Section 3. A Global Perspective
At this point it becomes reasonable to explore ways in which researchers in other countries have grappled with the challenges of Out-of-Home measurement. It is important to note that the media landscape varies greatly by nation, and the reader should bear this in mind. Different countries have different inventory types, sizes, tolerances for clutter, and legislation restricting placement of Out-of-Home advertising.
POSTAR:
Perhaps the best-known Out-of-Home audience measurement system is Great Britain’s POSTAR (a contraction standing for “PosterAudience Research”). POSTAR is a Joint Industry Committee that was charged with developing a way to address “an almost intractable set of problems”[7] in Out-of-Home measurement. POSTAR is comprised, in essence, of seven steps:
- Traffic counts: As many traffic counts as possible are obtained from the appropriate municipalities, and related to individual poster sites via neural networking. This process uses poster site characteristics to attribute counts to sites even where government data is not available.
- Pedestrian counts: Pedestrian counts from a sample of locations are taken manually. A similar neural networking approach as above is applied to this data to project pedestrian counts for all sites.
- Coverage calculation: A sample is taken measuring person-level travel behavior in great detail. Trips are mapped and related to individual poster sites. This enables the development of daily coverage for different OTS levels, and build of OTS levels over time.
- Dispersion factor: Also from the above survey, a factor was developed to determine the impact of geographic dispersion of campaign inventory on the exposure patterns of campaigns.
- Visibility Adjusted Impacts: A two-stage process, using eye tracking and time exposed to an inventory unit, to develop an adjustment to audience levels at the gross and campaign (but not the inventory-specific, apparently) level.
- Refinements: These include adjustments to accommodate specific user geographies (exposure of persons in geography A to a campaign in geography B), to account for hours of daylight based on seasonality; and, to account for illumination.
- Data access: Assemblage of all this data, factoring, and manipulation into a usable desktop system.[8]
Intriguingly, the POSTAR system does not rely on the traditional media research paradigm.

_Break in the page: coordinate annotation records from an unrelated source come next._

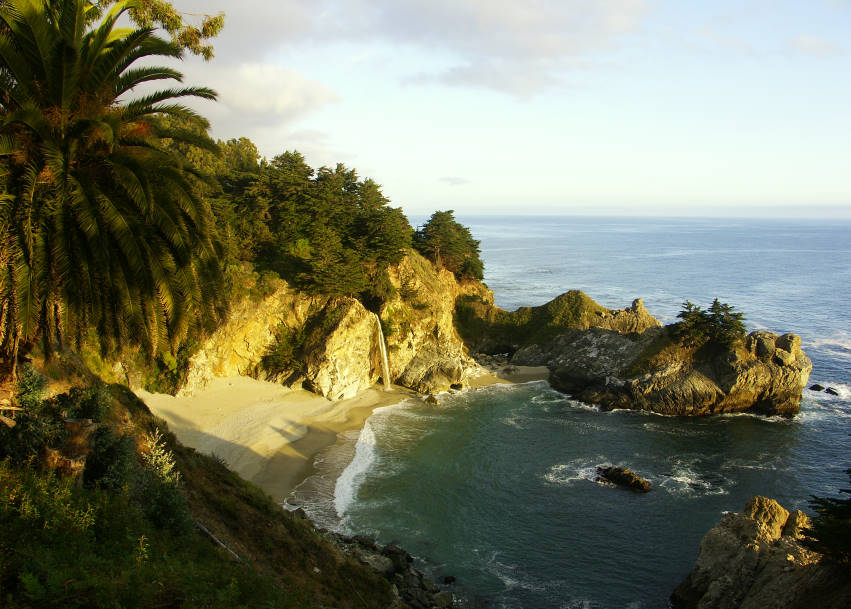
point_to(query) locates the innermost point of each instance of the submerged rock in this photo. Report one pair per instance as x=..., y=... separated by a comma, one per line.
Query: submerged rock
x=413, y=588
x=755, y=559
x=623, y=477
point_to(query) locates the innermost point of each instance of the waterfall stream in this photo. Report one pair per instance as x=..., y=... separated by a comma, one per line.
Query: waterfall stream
x=385, y=365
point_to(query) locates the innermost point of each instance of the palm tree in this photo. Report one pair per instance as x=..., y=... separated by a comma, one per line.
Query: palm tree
x=100, y=223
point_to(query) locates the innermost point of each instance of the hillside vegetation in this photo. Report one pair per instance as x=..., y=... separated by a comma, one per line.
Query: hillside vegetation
x=135, y=527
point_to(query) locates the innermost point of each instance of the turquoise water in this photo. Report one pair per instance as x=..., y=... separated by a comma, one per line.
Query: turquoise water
x=496, y=486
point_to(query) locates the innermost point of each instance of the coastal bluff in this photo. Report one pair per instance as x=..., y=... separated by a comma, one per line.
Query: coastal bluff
x=755, y=559
x=332, y=345
x=626, y=359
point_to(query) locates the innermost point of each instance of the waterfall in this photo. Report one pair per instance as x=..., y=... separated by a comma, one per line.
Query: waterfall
x=382, y=347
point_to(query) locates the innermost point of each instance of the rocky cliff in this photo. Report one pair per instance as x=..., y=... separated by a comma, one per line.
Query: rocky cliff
x=625, y=359
x=765, y=374
x=332, y=345
x=754, y=559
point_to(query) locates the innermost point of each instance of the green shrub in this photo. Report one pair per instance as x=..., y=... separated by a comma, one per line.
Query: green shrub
x=284, y=354
x=112, y=464
x=830, y=532
x=39, y=424
x=159, y=487
x=91, y=402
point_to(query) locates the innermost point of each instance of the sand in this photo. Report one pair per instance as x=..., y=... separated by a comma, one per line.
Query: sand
x=270, y=434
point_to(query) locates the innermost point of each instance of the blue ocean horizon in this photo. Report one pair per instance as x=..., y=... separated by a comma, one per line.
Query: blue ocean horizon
x=496, y=487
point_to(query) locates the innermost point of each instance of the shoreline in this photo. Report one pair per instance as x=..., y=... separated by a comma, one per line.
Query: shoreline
x=270, y=434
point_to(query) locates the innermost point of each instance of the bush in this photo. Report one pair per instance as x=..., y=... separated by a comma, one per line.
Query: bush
x=830, y=532
x=112, y=464
x=91, y=402
x=449, y=245
x=159, y=488
x=39, y=424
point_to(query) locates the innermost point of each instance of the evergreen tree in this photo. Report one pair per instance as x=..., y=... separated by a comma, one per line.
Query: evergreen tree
x=720, y=325
x=449, y=245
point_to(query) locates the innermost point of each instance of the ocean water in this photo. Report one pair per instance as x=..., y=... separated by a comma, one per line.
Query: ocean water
x=496, y=486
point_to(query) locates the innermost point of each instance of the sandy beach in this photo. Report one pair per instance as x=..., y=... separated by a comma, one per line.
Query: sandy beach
x=270, y=434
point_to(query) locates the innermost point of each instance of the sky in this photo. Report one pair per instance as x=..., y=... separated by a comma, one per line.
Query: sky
x=627, y=107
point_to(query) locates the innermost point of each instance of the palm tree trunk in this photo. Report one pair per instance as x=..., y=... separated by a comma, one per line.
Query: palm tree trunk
x=14, y=373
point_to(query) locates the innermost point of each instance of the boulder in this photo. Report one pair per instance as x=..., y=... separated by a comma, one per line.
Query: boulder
x=755, y=559
x=652, y=371
x=623, y=477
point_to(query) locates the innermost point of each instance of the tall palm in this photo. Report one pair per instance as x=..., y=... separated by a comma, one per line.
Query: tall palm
x=100, y=224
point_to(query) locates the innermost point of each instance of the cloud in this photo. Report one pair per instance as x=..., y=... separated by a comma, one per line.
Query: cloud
x=813, y=45
x=263, y=102
x=266, y=92
x=508, y=45
x=454, y=180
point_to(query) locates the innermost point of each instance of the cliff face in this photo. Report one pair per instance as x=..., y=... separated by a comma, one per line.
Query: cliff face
x=332, y=344
x=766, y=374
x=528, y=331
x=425, y=351
x=625, y=359
x=754, y=560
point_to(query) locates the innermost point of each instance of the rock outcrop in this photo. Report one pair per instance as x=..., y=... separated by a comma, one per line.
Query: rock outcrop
x=335, y=342
x=623, y=477
x=527, y=331
x=425, y=351
x=411, y=587
x=765, y=374
x=754, y=559
x=626, y=359
x=238, y=345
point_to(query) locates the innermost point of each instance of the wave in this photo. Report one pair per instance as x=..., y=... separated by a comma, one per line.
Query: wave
x=346, y=488
x=366, y=455
x=566, y=474
x=684, y=481
x=838, y=345
x=843, y=389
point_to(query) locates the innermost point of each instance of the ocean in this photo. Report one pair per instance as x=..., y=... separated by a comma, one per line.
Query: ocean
x=496, y=486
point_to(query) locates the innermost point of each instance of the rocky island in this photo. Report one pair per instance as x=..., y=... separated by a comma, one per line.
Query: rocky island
x=626, y=359
x=756, y=559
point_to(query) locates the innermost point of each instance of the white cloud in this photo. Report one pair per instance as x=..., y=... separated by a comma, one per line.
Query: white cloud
x=454, y=180
x=508, y=45
x=814, y=45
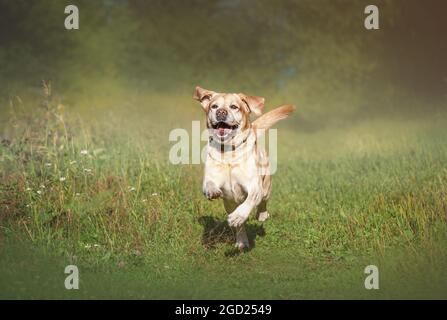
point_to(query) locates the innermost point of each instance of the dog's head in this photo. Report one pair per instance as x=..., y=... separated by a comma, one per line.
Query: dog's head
x=228, y=114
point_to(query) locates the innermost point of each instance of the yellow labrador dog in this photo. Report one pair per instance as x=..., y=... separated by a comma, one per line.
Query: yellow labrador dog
x=237, y=167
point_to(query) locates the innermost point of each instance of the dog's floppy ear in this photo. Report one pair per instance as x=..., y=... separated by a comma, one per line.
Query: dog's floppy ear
x=203, y=96
x=254, y=104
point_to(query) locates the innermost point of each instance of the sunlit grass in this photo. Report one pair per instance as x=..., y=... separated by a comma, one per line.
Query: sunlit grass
x=102, y=194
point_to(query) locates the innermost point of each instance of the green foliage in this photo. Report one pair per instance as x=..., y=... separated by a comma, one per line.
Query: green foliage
x=103, y=196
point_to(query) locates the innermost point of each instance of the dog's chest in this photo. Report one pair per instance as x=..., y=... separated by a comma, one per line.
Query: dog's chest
x=233, y=186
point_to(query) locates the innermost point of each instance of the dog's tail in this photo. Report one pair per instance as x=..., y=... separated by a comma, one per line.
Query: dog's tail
x=267, y=120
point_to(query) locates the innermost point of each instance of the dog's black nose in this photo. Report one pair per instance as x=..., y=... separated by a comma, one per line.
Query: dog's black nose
x=221, y=114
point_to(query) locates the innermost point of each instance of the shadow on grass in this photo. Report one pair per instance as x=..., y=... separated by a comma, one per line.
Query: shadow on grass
x=217, y=231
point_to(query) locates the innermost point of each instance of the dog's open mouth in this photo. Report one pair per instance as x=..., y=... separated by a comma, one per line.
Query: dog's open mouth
x=222, y=129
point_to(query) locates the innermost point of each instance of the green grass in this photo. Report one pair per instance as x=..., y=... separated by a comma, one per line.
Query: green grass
x=344, y=197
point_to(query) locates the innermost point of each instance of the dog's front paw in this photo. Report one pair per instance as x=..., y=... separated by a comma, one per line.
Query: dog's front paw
x=236, y=219
x=211, y=192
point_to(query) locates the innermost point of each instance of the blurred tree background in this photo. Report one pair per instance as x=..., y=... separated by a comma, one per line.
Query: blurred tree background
x=313, y=53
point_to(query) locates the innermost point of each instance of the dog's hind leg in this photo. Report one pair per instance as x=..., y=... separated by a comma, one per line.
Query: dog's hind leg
x=261, y=211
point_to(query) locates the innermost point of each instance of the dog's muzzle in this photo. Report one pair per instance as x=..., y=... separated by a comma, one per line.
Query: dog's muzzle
x=221, y=114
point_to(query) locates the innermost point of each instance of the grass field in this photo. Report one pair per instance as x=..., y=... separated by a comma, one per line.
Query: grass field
x=97, y=190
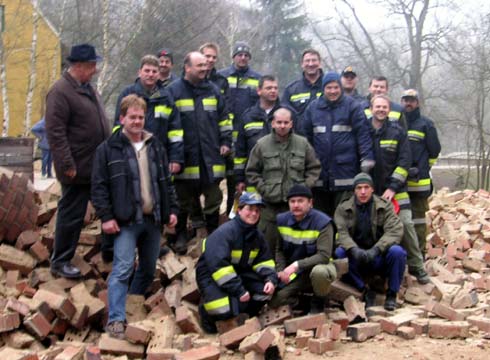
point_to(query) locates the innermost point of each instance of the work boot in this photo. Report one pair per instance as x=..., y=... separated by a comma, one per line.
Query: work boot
x=390, y=301
x=317, y=305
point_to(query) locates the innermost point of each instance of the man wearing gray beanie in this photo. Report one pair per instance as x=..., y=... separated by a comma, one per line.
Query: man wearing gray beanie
x=369, y=233
x=338, y=130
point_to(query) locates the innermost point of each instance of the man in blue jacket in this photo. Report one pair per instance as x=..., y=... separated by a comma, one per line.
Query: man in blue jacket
x=134, y=197
x=338, y=130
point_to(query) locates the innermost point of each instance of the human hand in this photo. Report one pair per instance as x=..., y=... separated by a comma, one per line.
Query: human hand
x=110, y=227
x=269, y=288
x=245, y=297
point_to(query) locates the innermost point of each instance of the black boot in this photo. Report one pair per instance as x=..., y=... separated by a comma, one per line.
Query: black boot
x=212, y=222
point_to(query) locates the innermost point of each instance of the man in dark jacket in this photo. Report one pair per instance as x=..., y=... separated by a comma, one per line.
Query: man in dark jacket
x=300, y=93
x=425, y=147
x=304, y=252
x=235, y=273
x=75, y=125
x=337, y=128
x=162, y=116
x=368, y=235
x=207, y=139
x=134, y=197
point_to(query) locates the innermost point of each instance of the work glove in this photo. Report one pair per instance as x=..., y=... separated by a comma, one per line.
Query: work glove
x=372, y=253
x=359, y=255
x=367, y=165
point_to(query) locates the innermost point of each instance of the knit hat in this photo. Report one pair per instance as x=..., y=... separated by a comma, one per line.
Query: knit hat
x=300, y=190
x=250, y=198
x=411, y=93
x=329, y=77
x=363, y=178
x=241, y=46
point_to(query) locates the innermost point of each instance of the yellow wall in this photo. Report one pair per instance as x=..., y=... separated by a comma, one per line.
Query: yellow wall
x=17, y=40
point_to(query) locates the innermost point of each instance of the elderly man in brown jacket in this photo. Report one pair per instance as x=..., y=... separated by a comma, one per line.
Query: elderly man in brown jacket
x=75, y=125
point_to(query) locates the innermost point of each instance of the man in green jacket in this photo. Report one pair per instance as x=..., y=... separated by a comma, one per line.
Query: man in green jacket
x=278, y=161
x=369, y=234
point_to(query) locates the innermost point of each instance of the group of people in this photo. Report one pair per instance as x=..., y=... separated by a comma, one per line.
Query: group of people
x=320, y=173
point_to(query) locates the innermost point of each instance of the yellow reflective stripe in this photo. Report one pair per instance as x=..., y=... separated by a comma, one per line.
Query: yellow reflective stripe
x=298, y=236
x=185, y=104
x=224, y=274
x=175, y=135
x=388, y=142
x=416, y=134
x=210, y=104
x=300, y=96
x=218, y=171
x=218, y=306
x=236, y=256
x=254, y=125
x=162, y=111
x=269, y=264
x=400, y=173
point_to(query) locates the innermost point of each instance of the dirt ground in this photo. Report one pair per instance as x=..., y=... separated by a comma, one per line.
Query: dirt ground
x=386, y=346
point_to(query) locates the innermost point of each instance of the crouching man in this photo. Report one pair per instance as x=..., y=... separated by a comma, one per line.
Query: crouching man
x=369, y=234
x=304, y=252
x=235, y=273
x=134, y=197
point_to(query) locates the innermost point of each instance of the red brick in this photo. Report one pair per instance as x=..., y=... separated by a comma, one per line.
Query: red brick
x=421, y=326
x=406, y=332
x=444, y=311
x=9, y=321
x=307, y=322
x=233, y=337
x=258, y=342
x=18, y=306
x=320, y=346
x=363, y=331
x=203, y=353
x=302, y=337
x=15, y=259
x=186, y=320
x=482, y=323
x=392, y=323
x=92, y=353
x=37, y=325
x=39, y=251
x=339, y=317
x=441, y=329
x=275, y=316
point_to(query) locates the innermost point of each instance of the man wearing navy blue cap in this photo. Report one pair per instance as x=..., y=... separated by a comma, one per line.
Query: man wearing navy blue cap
x=235, y=273
x=337, y=128
x=75, y=125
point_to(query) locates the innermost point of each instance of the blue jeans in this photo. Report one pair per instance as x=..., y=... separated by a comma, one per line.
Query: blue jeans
x=145, y=237
x=46, y=162
x=390, y=265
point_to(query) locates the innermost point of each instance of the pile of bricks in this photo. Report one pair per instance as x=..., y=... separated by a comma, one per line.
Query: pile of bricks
x=42, y=317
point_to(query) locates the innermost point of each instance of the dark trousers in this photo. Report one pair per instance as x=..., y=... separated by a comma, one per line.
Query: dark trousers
x=390, y=265
x=69, y=222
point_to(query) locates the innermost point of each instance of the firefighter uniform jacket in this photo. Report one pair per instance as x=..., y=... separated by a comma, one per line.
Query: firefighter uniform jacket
x=339, y=133
x=162, y=119
x=393, y=159
x=232, y=255
x=425, y=147
x=309, y=241
x=300, y=93
x=206, y=127
x=254, y=124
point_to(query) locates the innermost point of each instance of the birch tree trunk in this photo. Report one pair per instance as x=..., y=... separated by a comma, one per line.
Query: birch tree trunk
x=32, y=77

Outside of the pedestrian count work and the national survey to develop factors, there are no “respondents”, per se. In what may be an unfair oversimplification of POSTAR, the methodology may well be characterized as the application of factors and modeling to existent municipal traffic counts.
ROAM:
ROAM (Research on Outdoor Audience Measurement) is a system developed to provide audience measurement for Out-of-Home inventory units in the five major markets in Australia.
Australia represents a unique situation, because the Australian government mandates that an annual sample of 40,000 persons complete one-day travel diaries. Participation in this survey is akin to jury duty in the US; if called, eventually you must serve. Subsequently, these 40,000 travel diaries—placed for purposes of civic planning and engineering—enable the Australian media research community to piggyback onto the government effort by taking advantage of data from 40,000 respondents annually, already collected, tabulated—and paid for.
ROAM is an elegant system that takes the raw data from these travel diaries as input, and uses data about nature and demographics of origin and destination points as inputs into a sophisticated computer model that generates inventory-specific data with demographic detail at the inventory unit level. ROAM is provided to users with an advanced mapping system, enabling the user to “see” the performance of different campaigns against different demographics and geographies (for example, how does a campaign of inventory located in the business district work in reaching persons living in a certain suburban area?)[9]